There is no front door or welcoming sign to the Makola Market. Before you know it, you've been sucked in by the human undertow from the usual pavements clogged with vendors hawking food, secondhand clothes and shoes to the market itself. For new arrivals to Africa, it can be an intense experience, but it’s a fun – if, perhaps, a little masochistic – Ghanaian initiation rite.
This arts institution, which takes its name from the word 'grandmother' in Akan, was founded by Ghanaian art historian, writer and filmmaker Nana Oforiatta-Ayim and has just opened a well-curated permanent space for exhibitions and screenings, including a workshop and library. Time your visit for one of the weekly events that focus on a deeper look into the current exhibition.
Ghanaian photographer Francis Kokoroko and his friends regularly host cultural events and art talks at this tiny, unbranded studio on the top floor of the Forico Mall in Osu. A young, stylish and interested crowd shows up when documentaries or discussions are hosted about such things as the rise of Hip Life music or how Ghanaian film posters developed their very own style.

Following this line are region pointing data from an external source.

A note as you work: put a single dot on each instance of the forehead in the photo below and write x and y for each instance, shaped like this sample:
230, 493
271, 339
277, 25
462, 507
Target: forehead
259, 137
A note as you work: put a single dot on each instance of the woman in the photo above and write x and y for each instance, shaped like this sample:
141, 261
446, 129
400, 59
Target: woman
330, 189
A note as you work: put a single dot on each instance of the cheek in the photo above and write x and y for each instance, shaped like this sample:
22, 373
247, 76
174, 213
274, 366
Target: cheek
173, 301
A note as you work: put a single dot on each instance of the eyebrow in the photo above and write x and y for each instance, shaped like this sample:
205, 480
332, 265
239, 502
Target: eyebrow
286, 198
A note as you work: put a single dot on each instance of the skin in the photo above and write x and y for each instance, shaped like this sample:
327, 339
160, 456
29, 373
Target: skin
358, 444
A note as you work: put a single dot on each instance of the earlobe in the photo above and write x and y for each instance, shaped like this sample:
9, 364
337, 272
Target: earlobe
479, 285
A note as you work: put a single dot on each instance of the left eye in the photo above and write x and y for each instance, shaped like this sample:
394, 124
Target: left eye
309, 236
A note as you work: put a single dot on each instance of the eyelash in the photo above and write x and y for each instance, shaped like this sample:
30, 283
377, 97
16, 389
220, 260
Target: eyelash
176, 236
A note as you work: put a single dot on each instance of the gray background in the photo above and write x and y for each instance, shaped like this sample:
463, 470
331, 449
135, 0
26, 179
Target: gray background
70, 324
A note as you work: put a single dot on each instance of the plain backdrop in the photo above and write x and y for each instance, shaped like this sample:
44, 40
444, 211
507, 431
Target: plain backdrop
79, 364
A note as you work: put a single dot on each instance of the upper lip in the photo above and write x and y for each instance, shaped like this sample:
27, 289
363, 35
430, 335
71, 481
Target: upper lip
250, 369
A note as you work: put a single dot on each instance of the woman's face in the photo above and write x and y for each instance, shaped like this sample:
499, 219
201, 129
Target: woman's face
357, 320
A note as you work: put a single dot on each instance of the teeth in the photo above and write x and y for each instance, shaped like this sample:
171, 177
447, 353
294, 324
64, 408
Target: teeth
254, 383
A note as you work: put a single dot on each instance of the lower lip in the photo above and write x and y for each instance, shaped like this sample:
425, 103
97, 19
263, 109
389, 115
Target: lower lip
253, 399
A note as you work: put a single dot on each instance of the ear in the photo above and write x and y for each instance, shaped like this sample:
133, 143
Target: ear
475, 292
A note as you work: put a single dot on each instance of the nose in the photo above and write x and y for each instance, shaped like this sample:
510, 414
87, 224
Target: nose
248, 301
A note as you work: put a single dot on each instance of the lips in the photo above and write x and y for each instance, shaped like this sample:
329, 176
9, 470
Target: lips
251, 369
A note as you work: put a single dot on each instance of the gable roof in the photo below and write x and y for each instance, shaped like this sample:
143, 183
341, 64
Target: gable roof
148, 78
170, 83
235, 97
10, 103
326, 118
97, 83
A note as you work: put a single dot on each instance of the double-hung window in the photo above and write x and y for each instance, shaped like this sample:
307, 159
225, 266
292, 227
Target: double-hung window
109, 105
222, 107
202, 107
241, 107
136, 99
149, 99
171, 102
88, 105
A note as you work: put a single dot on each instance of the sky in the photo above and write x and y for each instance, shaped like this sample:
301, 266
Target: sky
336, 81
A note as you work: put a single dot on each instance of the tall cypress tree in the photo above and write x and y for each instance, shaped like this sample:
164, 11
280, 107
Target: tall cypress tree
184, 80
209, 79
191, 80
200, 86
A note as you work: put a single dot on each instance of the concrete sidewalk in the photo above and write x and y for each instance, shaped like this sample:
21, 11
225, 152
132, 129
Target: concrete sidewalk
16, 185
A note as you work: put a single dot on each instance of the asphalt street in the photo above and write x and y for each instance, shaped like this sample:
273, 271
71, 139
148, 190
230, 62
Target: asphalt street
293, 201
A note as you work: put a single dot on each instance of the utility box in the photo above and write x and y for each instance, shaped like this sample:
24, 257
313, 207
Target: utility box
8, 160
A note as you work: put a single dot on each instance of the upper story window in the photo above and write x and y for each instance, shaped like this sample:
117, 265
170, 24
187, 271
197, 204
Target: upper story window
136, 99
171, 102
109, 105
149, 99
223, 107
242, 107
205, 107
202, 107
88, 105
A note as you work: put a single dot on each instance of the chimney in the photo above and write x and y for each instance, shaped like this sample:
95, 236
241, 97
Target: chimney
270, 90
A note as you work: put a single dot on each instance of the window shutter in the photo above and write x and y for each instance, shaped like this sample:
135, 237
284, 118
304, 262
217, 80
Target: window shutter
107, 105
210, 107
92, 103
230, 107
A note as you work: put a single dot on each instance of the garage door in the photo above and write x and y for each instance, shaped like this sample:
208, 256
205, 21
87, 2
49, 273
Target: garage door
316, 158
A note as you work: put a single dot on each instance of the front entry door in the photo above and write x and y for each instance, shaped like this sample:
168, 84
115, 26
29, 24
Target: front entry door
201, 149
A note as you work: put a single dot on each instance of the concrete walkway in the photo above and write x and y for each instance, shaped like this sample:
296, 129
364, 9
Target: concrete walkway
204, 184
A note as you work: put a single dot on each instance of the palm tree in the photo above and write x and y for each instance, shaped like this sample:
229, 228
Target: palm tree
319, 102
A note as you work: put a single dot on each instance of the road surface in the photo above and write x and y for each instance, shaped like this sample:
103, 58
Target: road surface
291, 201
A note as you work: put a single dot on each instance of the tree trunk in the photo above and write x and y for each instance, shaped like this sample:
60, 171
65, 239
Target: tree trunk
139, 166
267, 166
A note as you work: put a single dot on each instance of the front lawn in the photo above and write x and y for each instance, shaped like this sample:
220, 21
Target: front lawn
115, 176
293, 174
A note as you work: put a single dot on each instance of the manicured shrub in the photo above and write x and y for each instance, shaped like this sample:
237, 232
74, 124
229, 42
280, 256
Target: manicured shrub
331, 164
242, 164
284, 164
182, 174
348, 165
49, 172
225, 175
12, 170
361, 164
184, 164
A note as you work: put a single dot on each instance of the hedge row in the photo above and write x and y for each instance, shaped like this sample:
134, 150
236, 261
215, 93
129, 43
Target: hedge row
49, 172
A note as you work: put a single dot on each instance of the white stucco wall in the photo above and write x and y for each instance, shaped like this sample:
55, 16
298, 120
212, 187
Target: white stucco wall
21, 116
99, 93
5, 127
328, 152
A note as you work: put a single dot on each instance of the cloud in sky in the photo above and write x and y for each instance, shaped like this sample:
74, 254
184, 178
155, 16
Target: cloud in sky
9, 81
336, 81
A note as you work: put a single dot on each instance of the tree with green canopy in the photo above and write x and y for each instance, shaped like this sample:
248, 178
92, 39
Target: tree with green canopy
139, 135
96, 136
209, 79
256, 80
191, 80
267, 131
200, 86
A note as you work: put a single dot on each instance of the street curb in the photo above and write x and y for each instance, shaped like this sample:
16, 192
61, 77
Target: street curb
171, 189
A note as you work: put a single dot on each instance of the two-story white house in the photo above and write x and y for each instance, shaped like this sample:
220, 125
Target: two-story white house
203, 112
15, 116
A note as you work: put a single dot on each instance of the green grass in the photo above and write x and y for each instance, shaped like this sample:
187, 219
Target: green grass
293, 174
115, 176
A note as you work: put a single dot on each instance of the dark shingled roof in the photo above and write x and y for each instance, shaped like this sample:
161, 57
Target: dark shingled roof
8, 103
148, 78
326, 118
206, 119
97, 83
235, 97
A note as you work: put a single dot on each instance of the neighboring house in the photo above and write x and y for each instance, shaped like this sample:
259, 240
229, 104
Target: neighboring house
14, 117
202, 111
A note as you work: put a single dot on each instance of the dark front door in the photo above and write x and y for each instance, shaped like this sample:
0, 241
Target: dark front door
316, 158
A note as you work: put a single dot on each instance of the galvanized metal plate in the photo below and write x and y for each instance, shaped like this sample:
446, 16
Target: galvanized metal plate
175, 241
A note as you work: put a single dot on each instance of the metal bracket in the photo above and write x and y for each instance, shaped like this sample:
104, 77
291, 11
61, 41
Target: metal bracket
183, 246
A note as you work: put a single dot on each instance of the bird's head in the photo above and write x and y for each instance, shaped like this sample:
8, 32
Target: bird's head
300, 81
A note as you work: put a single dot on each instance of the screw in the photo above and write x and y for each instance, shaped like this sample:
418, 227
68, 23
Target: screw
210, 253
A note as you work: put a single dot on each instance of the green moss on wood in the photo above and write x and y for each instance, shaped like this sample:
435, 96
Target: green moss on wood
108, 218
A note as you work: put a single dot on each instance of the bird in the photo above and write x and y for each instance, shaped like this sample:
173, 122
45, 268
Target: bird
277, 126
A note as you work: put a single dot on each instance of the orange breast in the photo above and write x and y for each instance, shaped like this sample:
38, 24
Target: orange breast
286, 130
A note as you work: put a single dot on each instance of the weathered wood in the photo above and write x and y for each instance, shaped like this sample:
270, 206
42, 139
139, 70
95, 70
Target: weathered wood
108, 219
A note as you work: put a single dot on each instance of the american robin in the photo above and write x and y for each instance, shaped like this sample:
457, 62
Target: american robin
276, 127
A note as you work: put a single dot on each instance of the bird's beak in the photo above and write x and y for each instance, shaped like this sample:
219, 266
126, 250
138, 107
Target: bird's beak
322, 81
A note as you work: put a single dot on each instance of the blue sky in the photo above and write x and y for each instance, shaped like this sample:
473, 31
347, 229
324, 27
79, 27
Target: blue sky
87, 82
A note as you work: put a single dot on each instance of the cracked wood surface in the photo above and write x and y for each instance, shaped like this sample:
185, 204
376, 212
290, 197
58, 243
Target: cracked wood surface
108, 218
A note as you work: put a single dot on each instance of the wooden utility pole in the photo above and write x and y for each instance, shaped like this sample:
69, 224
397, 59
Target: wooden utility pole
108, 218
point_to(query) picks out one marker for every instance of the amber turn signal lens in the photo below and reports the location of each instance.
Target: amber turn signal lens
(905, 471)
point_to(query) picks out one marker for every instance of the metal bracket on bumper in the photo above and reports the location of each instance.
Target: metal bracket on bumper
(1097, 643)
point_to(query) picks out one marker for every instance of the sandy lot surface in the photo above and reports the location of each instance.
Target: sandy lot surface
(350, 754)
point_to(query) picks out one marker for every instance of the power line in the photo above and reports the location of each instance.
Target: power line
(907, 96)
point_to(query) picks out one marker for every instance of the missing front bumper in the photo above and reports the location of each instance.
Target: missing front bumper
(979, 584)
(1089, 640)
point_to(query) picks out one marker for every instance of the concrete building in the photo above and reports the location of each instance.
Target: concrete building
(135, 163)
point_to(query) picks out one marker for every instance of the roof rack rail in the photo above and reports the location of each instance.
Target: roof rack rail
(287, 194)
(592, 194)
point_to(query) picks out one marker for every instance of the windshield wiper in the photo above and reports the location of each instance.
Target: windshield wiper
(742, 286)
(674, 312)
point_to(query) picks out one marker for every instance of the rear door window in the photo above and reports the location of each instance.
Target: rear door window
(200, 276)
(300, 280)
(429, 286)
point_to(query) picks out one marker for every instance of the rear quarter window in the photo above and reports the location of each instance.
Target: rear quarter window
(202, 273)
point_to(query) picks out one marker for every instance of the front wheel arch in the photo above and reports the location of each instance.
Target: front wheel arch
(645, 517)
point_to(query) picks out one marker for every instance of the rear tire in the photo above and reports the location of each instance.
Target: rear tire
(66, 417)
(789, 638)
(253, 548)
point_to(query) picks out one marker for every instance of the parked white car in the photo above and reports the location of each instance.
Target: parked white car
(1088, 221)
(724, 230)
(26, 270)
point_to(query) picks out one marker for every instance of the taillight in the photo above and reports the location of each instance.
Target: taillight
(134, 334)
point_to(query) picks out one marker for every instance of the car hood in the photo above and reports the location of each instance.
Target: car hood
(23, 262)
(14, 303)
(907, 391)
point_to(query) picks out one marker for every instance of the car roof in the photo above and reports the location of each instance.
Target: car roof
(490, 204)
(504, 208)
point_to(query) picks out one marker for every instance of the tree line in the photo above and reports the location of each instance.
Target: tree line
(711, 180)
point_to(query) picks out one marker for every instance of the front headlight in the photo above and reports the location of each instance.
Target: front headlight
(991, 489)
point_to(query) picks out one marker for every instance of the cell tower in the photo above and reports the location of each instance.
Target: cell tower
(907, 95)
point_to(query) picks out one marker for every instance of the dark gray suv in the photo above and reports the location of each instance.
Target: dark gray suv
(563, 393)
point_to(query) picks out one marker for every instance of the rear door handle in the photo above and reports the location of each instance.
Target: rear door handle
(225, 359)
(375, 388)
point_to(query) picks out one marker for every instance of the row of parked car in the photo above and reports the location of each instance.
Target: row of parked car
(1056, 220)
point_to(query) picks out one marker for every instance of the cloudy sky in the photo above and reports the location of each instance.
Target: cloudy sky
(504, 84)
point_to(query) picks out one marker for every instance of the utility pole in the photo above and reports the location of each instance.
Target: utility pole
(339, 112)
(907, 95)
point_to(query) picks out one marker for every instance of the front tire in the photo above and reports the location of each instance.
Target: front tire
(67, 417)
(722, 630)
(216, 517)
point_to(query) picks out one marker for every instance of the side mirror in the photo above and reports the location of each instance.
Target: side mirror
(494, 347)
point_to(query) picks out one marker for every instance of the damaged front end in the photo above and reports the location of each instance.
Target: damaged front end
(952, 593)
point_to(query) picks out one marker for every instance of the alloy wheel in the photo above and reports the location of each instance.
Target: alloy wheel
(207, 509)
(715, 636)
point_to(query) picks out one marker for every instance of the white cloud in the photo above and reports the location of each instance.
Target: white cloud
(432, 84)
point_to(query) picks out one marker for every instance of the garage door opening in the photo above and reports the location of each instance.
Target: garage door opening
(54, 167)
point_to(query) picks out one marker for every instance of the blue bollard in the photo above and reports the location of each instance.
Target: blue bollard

This museum may be small but the personalised tour included with admission is a fascinating introduction to Ashanti culture and history. Among the displays are artefacts relating to the Ashanti king Prempeh II, including the king's war attire, ceremonial clothing, jewellery, protective amulets, personal equipment for bathing and dining, furniture, royal insignia and some fine brass weights for weighing gold. Constructed to resemble an Ashanti chief's house, it has a courtyard in front and walls adorned with traditional carved symbols.